Ein Geständnis vornweg: Ich bin Wein-Laie. Ich trinke ihn zwar gerne, habe aber nicht wirklich Ahnung davon und kaufe die Flasche, weil mir das Etikett gefällt oder ich den Wein kenne. Das gestehe ich Stefan Kümin, Geschäftsführer der Gebr. Kümin Weinbau und Weinhandel AG (Gebr. Kümin AG) auch gleich, als er mich kurz nach Mittag in Pfäffikon SZ am Bahnhof abholt. Er nimmt mich trotzdem mit.

Ostschweizer Auslese

Erste Station ist die Schlossanlage Pfäffikon, was mich irritiert. Die Gebr. Kümin AG ist doch in Freienbach beheimatet? Ist sie auch, klärt mich Stefan auch. Hier im alten Schlosskeller lagert bloss ein Teil des Weins. Und zwar der beste. Stefan öffnet die Türe zum Keller und sofort steigt einem der für alte Kellergewölbe typische feucht-modrige Duft in die Nase. Es ist kalt und dunkel. Die Wände sind mit Feuchtigkeitsschimmel bedeckt. Alles harmlos, beruhigt Stefan. Der Schimmel gehöre dazu.
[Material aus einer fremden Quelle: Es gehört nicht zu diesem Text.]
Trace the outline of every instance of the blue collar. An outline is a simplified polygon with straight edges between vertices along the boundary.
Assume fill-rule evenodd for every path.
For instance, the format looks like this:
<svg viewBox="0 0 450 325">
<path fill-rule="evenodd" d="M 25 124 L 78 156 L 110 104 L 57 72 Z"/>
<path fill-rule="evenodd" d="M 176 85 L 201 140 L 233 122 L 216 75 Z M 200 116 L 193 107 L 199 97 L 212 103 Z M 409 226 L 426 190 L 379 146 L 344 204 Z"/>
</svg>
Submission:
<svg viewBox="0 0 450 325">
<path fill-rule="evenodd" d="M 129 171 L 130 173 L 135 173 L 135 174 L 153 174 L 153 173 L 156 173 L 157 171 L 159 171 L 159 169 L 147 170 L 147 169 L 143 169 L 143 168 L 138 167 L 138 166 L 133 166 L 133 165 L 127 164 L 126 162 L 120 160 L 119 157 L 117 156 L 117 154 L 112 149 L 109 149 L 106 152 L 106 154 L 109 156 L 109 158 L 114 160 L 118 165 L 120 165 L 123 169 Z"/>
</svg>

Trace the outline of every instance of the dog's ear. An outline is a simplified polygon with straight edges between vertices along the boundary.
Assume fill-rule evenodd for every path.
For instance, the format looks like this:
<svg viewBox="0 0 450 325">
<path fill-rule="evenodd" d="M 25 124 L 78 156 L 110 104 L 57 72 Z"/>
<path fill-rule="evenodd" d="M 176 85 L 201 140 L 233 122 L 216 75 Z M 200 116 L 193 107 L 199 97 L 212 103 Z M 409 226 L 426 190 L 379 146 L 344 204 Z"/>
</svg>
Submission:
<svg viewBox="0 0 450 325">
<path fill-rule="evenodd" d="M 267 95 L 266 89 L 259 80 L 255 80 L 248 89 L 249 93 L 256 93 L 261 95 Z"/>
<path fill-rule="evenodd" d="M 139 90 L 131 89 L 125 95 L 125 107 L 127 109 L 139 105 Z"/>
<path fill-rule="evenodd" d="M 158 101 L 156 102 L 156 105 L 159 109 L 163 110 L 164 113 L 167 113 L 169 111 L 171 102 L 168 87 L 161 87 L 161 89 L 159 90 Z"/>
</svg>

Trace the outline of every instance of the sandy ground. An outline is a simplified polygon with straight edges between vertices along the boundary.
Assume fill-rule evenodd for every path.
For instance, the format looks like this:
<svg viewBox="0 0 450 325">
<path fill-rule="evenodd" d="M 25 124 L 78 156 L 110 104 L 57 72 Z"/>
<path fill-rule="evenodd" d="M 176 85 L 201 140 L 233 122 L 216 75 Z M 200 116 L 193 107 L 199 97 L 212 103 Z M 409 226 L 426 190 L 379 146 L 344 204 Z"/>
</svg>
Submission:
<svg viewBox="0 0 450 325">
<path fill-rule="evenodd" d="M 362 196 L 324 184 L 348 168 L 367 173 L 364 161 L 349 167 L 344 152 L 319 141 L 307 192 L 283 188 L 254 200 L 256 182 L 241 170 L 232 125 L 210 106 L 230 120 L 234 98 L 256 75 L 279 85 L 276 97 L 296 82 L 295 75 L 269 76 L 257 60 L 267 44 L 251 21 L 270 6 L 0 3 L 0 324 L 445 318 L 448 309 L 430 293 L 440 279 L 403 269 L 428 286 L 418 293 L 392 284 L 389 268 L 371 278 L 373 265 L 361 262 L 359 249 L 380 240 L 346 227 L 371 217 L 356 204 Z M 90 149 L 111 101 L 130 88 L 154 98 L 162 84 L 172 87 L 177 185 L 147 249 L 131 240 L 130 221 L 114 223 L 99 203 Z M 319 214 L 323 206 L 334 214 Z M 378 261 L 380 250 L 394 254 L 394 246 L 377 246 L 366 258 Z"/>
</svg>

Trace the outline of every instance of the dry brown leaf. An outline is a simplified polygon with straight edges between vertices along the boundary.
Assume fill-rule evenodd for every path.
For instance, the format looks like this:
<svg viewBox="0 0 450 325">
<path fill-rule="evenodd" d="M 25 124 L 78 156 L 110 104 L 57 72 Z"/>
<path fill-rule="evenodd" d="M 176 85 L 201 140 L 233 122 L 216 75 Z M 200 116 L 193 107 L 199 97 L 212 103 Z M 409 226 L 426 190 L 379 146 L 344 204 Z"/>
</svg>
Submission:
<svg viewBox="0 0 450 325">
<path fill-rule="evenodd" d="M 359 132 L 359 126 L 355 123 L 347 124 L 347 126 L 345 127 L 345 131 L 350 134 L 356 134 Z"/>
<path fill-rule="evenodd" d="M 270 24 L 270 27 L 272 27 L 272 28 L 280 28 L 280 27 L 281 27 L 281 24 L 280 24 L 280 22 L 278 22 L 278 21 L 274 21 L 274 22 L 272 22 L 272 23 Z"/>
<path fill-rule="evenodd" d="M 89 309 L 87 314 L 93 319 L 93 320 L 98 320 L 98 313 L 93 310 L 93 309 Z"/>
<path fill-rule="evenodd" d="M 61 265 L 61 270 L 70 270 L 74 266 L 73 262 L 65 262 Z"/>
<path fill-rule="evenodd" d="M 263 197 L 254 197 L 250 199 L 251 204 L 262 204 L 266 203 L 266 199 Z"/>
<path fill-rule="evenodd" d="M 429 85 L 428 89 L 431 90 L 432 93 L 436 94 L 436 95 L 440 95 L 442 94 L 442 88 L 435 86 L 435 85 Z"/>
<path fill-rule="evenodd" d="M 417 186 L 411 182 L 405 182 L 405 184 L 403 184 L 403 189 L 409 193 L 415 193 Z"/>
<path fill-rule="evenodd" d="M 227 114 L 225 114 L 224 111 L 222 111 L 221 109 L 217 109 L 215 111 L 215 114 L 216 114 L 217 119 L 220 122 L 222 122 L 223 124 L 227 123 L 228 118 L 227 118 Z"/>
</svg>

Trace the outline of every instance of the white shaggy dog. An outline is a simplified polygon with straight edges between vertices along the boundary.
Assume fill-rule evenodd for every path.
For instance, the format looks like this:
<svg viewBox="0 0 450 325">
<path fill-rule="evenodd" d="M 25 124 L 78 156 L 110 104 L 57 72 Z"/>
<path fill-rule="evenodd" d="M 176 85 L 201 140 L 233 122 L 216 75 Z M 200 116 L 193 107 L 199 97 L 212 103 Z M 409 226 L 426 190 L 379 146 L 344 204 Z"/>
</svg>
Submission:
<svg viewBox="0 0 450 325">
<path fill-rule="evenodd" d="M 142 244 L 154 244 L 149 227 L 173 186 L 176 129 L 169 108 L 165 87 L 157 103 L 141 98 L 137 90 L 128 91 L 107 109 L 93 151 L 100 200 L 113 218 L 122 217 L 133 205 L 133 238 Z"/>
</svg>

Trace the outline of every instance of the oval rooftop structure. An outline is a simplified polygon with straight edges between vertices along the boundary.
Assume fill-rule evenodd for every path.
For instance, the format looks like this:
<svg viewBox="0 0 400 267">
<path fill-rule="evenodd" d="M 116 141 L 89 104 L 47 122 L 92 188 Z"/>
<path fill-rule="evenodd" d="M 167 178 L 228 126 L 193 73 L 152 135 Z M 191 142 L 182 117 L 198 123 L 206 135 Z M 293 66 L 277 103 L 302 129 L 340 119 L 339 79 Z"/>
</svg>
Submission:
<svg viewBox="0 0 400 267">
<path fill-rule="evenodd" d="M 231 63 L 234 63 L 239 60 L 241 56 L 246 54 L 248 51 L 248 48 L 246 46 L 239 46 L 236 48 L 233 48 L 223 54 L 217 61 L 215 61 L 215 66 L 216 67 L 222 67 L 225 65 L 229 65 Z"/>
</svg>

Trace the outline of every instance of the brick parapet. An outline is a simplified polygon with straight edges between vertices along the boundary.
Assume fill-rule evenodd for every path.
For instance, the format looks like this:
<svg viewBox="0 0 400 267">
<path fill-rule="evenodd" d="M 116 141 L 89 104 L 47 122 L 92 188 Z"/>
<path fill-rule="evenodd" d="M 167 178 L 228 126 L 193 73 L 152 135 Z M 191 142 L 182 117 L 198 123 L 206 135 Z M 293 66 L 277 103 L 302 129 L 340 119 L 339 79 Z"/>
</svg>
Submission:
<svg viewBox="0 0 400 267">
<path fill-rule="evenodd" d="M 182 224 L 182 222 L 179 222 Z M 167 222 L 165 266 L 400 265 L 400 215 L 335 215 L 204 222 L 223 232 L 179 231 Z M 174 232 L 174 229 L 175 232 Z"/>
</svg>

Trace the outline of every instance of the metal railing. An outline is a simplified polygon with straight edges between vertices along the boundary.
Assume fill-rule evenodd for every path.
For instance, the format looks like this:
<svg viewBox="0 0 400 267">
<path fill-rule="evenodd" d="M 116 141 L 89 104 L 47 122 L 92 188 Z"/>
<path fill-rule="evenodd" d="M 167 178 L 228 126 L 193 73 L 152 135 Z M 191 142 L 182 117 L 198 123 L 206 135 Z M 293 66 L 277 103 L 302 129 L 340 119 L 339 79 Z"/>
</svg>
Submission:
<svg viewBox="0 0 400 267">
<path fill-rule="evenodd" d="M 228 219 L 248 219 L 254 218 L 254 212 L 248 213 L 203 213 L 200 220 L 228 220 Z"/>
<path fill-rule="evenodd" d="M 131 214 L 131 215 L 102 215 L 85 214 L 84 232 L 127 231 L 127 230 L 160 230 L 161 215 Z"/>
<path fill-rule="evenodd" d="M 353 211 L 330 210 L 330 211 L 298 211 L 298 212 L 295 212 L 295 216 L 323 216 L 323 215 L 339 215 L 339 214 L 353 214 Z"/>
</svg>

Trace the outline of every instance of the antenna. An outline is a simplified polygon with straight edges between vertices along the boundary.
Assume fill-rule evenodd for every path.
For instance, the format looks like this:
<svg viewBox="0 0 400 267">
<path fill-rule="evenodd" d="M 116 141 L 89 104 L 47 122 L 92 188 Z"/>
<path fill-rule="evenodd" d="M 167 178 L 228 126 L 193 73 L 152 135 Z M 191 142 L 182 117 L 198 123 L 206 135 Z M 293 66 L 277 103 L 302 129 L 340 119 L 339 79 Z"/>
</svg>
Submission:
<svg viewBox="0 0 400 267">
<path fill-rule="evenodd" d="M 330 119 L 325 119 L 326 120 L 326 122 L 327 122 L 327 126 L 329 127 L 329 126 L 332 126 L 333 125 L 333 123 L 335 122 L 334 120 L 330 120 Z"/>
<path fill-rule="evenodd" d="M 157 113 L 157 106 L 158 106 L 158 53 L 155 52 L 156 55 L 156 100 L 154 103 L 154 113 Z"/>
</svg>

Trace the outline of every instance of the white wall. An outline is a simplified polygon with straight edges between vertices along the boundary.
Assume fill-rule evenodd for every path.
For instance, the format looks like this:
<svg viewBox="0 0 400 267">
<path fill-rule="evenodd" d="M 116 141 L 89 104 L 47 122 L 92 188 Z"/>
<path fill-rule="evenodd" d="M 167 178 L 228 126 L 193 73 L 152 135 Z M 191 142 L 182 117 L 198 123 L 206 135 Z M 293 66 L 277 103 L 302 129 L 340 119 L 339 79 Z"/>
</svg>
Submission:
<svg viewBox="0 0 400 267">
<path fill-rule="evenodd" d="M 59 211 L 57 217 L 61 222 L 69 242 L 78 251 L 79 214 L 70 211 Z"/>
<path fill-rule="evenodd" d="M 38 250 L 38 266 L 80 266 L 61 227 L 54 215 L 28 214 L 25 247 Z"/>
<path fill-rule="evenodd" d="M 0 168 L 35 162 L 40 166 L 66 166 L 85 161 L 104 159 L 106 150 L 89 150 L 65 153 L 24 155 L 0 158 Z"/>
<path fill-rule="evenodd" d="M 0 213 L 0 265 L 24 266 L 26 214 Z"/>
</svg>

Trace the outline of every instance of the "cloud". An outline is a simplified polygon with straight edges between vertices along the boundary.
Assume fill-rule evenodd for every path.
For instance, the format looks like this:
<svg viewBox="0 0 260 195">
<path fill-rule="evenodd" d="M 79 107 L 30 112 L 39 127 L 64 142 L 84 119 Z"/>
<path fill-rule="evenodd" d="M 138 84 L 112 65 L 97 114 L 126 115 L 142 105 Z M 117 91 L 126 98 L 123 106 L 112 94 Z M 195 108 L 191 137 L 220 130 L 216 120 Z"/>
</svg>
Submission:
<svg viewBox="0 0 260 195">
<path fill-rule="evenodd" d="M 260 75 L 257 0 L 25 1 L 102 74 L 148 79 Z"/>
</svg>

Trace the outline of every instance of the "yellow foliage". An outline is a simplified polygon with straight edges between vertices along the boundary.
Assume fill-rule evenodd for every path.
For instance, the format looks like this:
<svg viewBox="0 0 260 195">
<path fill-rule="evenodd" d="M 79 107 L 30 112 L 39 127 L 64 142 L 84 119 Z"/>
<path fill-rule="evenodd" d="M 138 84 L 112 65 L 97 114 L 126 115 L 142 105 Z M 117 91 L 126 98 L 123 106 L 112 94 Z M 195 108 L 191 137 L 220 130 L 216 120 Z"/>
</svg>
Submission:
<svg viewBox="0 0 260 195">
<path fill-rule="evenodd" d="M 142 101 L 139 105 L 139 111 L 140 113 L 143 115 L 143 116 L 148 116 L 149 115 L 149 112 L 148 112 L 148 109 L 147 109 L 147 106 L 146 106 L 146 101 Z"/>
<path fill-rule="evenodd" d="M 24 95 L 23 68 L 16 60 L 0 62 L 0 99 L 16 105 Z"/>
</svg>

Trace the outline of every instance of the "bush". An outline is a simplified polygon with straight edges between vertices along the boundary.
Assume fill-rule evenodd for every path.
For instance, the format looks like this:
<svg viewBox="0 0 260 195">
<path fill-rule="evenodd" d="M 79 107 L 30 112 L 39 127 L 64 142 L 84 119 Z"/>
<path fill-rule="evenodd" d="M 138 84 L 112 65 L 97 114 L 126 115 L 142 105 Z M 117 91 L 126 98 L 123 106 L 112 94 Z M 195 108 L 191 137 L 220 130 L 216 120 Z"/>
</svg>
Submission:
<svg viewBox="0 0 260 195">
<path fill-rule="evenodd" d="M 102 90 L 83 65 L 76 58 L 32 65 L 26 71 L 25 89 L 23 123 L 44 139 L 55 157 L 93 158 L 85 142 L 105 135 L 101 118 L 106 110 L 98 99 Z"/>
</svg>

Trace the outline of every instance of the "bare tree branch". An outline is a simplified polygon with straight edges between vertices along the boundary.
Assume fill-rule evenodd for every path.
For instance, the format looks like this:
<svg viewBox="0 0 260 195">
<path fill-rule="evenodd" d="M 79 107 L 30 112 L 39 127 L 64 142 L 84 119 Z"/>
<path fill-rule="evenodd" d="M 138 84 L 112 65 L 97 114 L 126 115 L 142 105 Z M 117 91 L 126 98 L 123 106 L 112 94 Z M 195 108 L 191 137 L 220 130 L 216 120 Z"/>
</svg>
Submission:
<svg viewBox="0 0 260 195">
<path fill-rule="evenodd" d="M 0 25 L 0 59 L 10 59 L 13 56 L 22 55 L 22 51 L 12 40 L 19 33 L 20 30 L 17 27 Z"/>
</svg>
In einem verchlossenen Teil des Kellers lagern 110 Barriques. Ein Barrique ist ein Eichenfass und diese hier sind aus Schweizer Holz. In den 110 Fässern ruhen etwa 25 000 Liter Wein, wobei die Literangabe variieren kann. Denn Wein verdunstet, während er lagert. Nämlich rund 5% pro Fass. Das ist viel. Deshalb, und weil Wein in Fässern mit zu viel Luft oxidiert, werden die Fässer immer wieder aufgefüllt. Im Winter mehr als im Sommer, wegen der trockenen Luft.

Nackte Triebe

Der Rebberg ist vom Etzel und Rossberg umgeben. Der Rossberg hält meist auch das schlechte Wetter ab, wobei er 2011 vor dem grossen Unwetter kapitulieren musste. «Das war kein gutes Weinjahr», sagt Stefan. «Mehr Glück hatten wir 2015.» Der Herbst war trocken und warm. Perfekte Bedingungen für die Trauben, um zu reifen. Inzwischen lagert der Wein aus diesen Trauben in grossen Tanks im Weinkeller der Gebr. Kümin AG. Da gehen wir auch gleich hin. Aber zuerst lasse ich mir zeigen, wie ein Rebstock aus der Nähe aussieht und wie er für den Frühling vorbereitet wird.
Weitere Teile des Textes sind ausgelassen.